Elle se figea soudainement
comprenant tout de suite où la vieille voulait en venir. « Oh putain, elle
a dit ». Le visage de la vieille dame s’adoucit, ses yeux brillaient et
ses lèvres s’étirèrent en un fin sourire.
-
Vous voulez dire que vous êtes ma petite
fille ?
-
Hihi, malheureusement non ma chérie pourtant
j’aurais aimé avoir une ancêtre aussi mignonne que toi. Non il est interdit de
révéler son identité à la personne dont on change le futur, sinon c’est trop
facile.
-
Ah… mais est-ce qu’il est interdit de poser des
questions sur son futur, je veux dire, est-ce que vous pourriez me dire des
trucs sur mon futur ? Enfin si par hasard vous saviez quelque chose ?
-
Oui bien sûr.
-
Est-ce que je vais devenir une écrivaine
célèbre ?
-
Non.
-
Pardon ?
-
Enfin, je euh… C’est possible, comme je te l’ai
dit je ne connais pas grand-chose... On pourrait vérifier sur l’Ipad.
-
Je croyais que c’était pas un Ipad.
-
Ce n’en n’est pas un. Oh je te prie de
m’excuser, je t’ai blessée…
La vieille commençait à l’agacer
avec ses conneries. Elle l’avait laissé divaguer pensant que ses mensonges
étaient inoffensifs mais au contraire ils devenaient de plus en plus gênant, surtout
pour elle. Les voisins devaient l’entendre divaguer et la voir, elle, hocher la
tête gentiment, la laissant exprimer son délire en public.
-
Il y a tellement d’écrivain dans le futur, tu
sais, que ça serait difficile pour moi d’avoir retenu ton nom. Si ça se trouve
tu utiliseras un pseudonyme en plus.
-
Vous vous enfoncez, elle dit et se tourna vers
son écran, toucha la souris et le document vierge réapparut.
Le train allait arriver.

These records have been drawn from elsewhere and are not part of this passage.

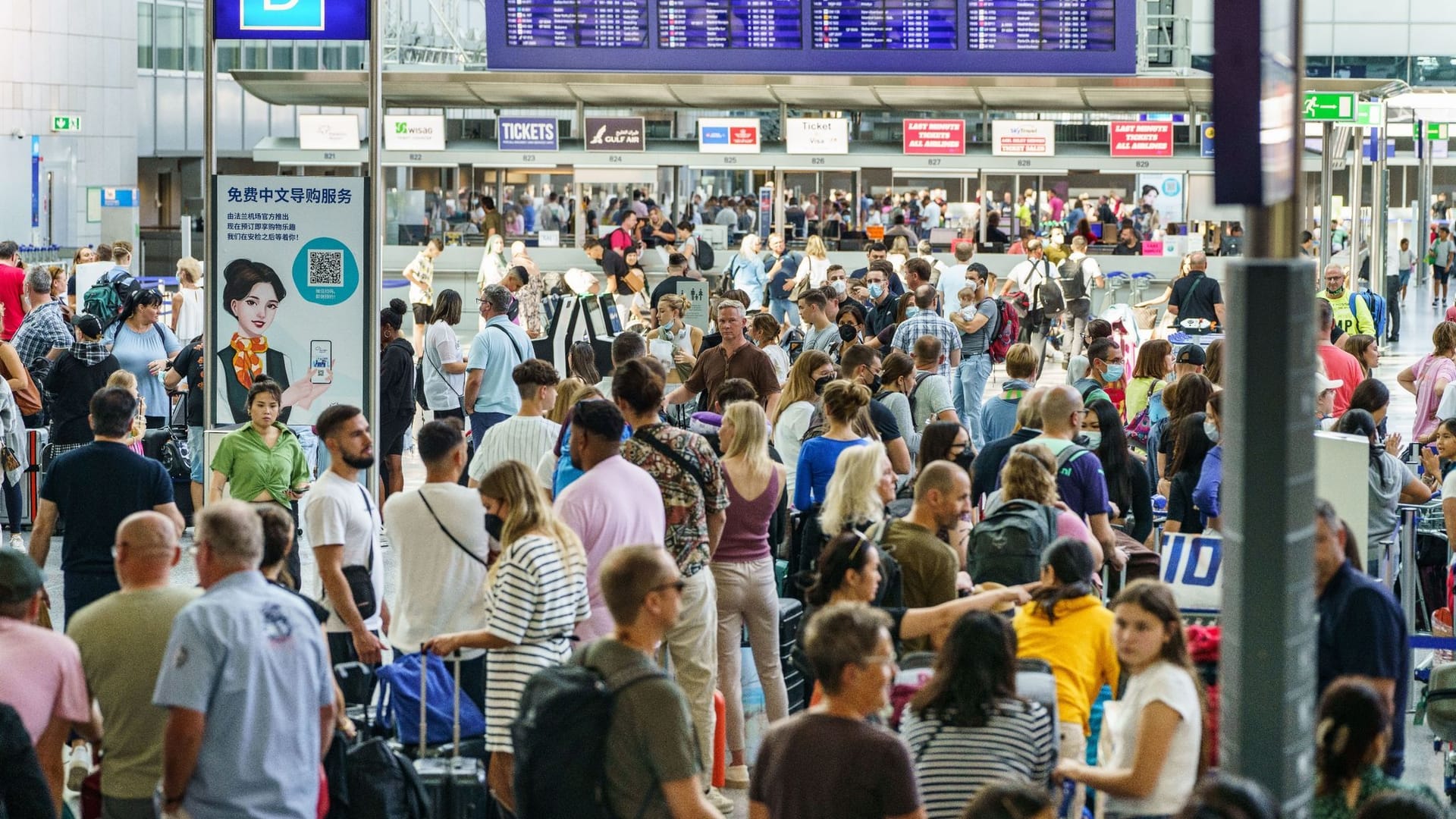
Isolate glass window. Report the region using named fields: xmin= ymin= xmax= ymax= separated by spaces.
xmin=187 ymin=8 xmax=207 ymax=71
xmin=157 ymin=6 xmax=182 ymax=71
xmin=136 ymin=3 xmax=155 ymax=68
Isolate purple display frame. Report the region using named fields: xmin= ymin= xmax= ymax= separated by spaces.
xmin=485 ymin=0 xmax=1138 ymax=76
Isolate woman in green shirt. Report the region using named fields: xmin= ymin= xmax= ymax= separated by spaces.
xmin=207 ymin=376 xmax=310 ymax=587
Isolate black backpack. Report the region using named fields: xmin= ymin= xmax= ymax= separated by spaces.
xmin=511 ymin=645 xmax=667 ymax=819
xmin=965 ymin=500 xmax=1057 ymax=586
xmin=345 ymin=737 xmax=429 ymax=819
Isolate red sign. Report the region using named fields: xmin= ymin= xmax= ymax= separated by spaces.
xmin=1109 ymin=122 xmax=1174 ymax=156
xmin=904 ymin=120 xmax=965 ymax=156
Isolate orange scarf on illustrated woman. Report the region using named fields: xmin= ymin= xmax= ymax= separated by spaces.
xmin=228 ymin=332 xmax=268 ymax=389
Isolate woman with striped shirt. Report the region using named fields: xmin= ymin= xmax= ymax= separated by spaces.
xmin=427 ymin=460 xmax=590 ymax=811
xmin=900 ymin=612 xmax=1057 ymax=819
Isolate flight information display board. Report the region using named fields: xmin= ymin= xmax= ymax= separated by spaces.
xmin=485 ymin=0 xmax=1138 ymax=74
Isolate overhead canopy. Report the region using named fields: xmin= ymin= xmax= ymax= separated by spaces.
xmin=231 ymin=70 xmax=1385 ymax=112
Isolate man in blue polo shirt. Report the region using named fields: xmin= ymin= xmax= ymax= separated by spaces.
xmin=1315 ymin=500 xmax=1410 ymax=777
xmin=152 ymin=500 xmax=334 ymax=819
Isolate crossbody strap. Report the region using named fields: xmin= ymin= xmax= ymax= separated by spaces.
xmin=419 ymin=491 xmax=489 ymax=567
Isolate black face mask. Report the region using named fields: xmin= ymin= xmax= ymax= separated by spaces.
xmin=485 ymin=513 xmax=505 ymax=541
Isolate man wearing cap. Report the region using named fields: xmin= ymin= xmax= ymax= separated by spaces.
xmin=30 ymin=386 xmax=185 ymax=620
xmin=1168 ymin=251 xmax=1223 ymax=326
xmin=65 ymin=512 xmax=201 ymax=819
xmin=42 ymin=313 xmax=121 ymax=456
xmin=0 ymin=549 xmax=100 ymax=816
xmin=152 ymin=500 xmax=334 ymax=819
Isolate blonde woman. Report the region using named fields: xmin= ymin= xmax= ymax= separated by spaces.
xmin=651 ymin=293 xmax=703 ymax=383
xmin=712 ymin=400 xmax=789 ymax=787
xmin=772 ymin=350 xmax=836 ymax=498
xmin=804 ymin=234 xmax=830 ymax=287
xmin=427 ymin=460 xmax=590 ymax=811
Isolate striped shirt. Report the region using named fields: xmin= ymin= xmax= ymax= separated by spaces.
xmin=900 ymin=699 xmax=1057 ymax=819
xmin=470 ymin=416 xmax=560 ymax=482
xmin=485 ymin=535 xmax=592 ymax=754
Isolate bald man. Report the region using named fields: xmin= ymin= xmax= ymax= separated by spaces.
xmin=67 ymin=510 xmax=201 ymax=819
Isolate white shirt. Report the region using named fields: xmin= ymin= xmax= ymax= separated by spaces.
xmin=421 ymin=321 xmax=464 ymax=410
xmin=1102 ymin=661 xmax=1203 ymax=816
xmin=384 ymin=484 xmax=491 ymax=661
xmin=299 ymin=469 xmax=384 ymax=632
xmin=470 ymin=416 xmax=560 ymax=488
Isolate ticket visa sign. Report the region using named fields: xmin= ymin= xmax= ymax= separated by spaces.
xmin=698 ymin=117 xmax=763 ymax=153
xmin=901 ymin=120 xmax=965 ymax=156
xmin=495 ymin=117 xmax=560 ymax=150
xmin=1108 ymin=122 xmax=1174 ymax=158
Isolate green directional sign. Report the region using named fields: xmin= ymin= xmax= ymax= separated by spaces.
xmin=1303 ymin=90 xmax=1356 ymax=122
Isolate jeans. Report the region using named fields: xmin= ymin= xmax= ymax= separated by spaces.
xmin=714 ymin=557 xmax=789 ymax=754
xmin=951 ymin=353 xmax=992 ymax=452
xmin=470 ymin=413 xmax=510 ymax=446
xmin=769 ymin=299 xmax=799 ymax=326
xmin=663 ymin=567 xmax=718 ymax=771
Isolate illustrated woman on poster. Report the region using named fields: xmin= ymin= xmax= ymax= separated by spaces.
xmin=217 ymin=259 xmax=334 ymax=424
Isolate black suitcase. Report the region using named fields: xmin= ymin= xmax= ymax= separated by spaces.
xmin=415 ymin=647 xmax=492 ymax=819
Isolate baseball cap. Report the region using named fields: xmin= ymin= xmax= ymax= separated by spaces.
xmin=0 ymin=549 xmax=46 ymax=605
xmin=1174 ymin=343 xmax=1207 ymax=367
xmin=71 ymin=313 xmax=100 ymax=338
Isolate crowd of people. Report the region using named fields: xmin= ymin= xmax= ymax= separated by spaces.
xmin=0 ymin=202 xmax=1438 ymax=819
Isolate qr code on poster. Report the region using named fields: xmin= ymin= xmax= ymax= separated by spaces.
xmin=309 ymin=251 xmax=344 ymax=287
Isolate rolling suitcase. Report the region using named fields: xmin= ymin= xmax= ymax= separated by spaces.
xmin=415 ymin=645 xmax=491 ymax=819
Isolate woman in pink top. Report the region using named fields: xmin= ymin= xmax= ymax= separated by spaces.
xmin=712 ymin=400 xmax=789 ymax=787
xmin=1395 ymin=322 xmax=1456 ymax=443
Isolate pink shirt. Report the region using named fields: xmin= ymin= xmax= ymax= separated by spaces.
xmin=556 ymin=455 xmax=667 ymax=642
xmin=0 ymin=617 xmax=90 ymax=745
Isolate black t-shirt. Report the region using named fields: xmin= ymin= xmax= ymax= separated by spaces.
xmin=168 ymin=340 xmax=207 ymax=427
xmin=1168 ymin=272 xmax=1223 ymax=322
xmin=41 ymin=440 xmax=173 ymax=576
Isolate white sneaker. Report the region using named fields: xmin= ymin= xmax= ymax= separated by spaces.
xmin=65 ymin=745 xmax=90 ymax=792
xmin=708 ymin=789 xmax=736 ymax=816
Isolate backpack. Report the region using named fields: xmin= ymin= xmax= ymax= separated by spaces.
xmin=692 ymin=236 xmax=714 ymax=271
xmin=345 ymin=737 xmax=429 ymax=819
xmin=511 ymin=647 xmax=667 ymax=819
xmin=82 ymin=267 xmax=141 ymax=331
xmin=965 ymin=495 xmax=1072 ymax=586
xmin=1350 ymin=288 xmax=1389 ymax=338
xmin=986 ymin=299 xmax=1021 ymax=364
xmin=1060 ymin=256 xmax=1087 ymax=302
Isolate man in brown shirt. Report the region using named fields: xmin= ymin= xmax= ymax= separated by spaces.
xmin=667 ymin=302 xmax=779 ymax=419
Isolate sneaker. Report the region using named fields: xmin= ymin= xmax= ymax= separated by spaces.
xmin=708 ymin=789 xmax=736 ymax=816
xmin=723 ymin=765 xmax=748 ymax=790
xmin=65 ymin=745 xmax=90 ymax=792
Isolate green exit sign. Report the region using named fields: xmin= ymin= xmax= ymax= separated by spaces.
xmin=1303 ymin=92 xmax=1358 ymax=122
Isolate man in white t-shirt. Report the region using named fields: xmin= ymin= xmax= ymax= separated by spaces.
xmin=466 ymin=359 xmax=560 ymax=484
xmin=384 ymin=419 xmax=500 ymax=711
xmin=300 ymin=403 xmax=389 ymax=666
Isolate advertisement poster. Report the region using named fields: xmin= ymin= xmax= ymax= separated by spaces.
xmin=207 ymin=177 xmax=369 ymax=425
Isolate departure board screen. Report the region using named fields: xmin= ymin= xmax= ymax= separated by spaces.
xmin=485 ymin=0 xmax=1138 ymax=76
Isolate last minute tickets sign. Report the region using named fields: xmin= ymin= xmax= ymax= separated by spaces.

Elle
décida de rassembler ses affaires et d’aller patienter dans le vestibule pour
éviter la cohue. Pour qui se prenait-elle cette folle ? Non mais vraiment,
voyageuse du temps, mon cul ouais ! Quelle vieille radasse ! Elle
sort de nulle part, me prend mon siège alors que vraiment elle aurait pu me le
laisser. Ok elle l’a peut-être réservé mais on paye tous le même prix,
non ? Si ça se trouve j’ai même payé plus cher mon billet, parce que je
l’ai réservé tard quand même. D’ailleurs la prochaine fois faudra que je fasse
gaffe. À chaque fois je me décide à la dernière minute et à chaque fois je paye
une blind, putain. De toute façon c’est comme ça pour tout. Je suis incapable
de faire le moindre truc correctement. D’ailleurs, j’ai même pas écris une
putain de ligne dans ce train de merde. Fait chier putain. Elle a raison
l’autre connasse, j’arriverai jamais à rien. Enfin bon, au moins je suis
arrivée, on va pouvoir se détendre, picoler, manger ; et au pire, de toute
façon, y’a le voyage retour. C’est pas parce que j’ai pas écrit une ligne
maintenant que je pourrai pas le faire au retour.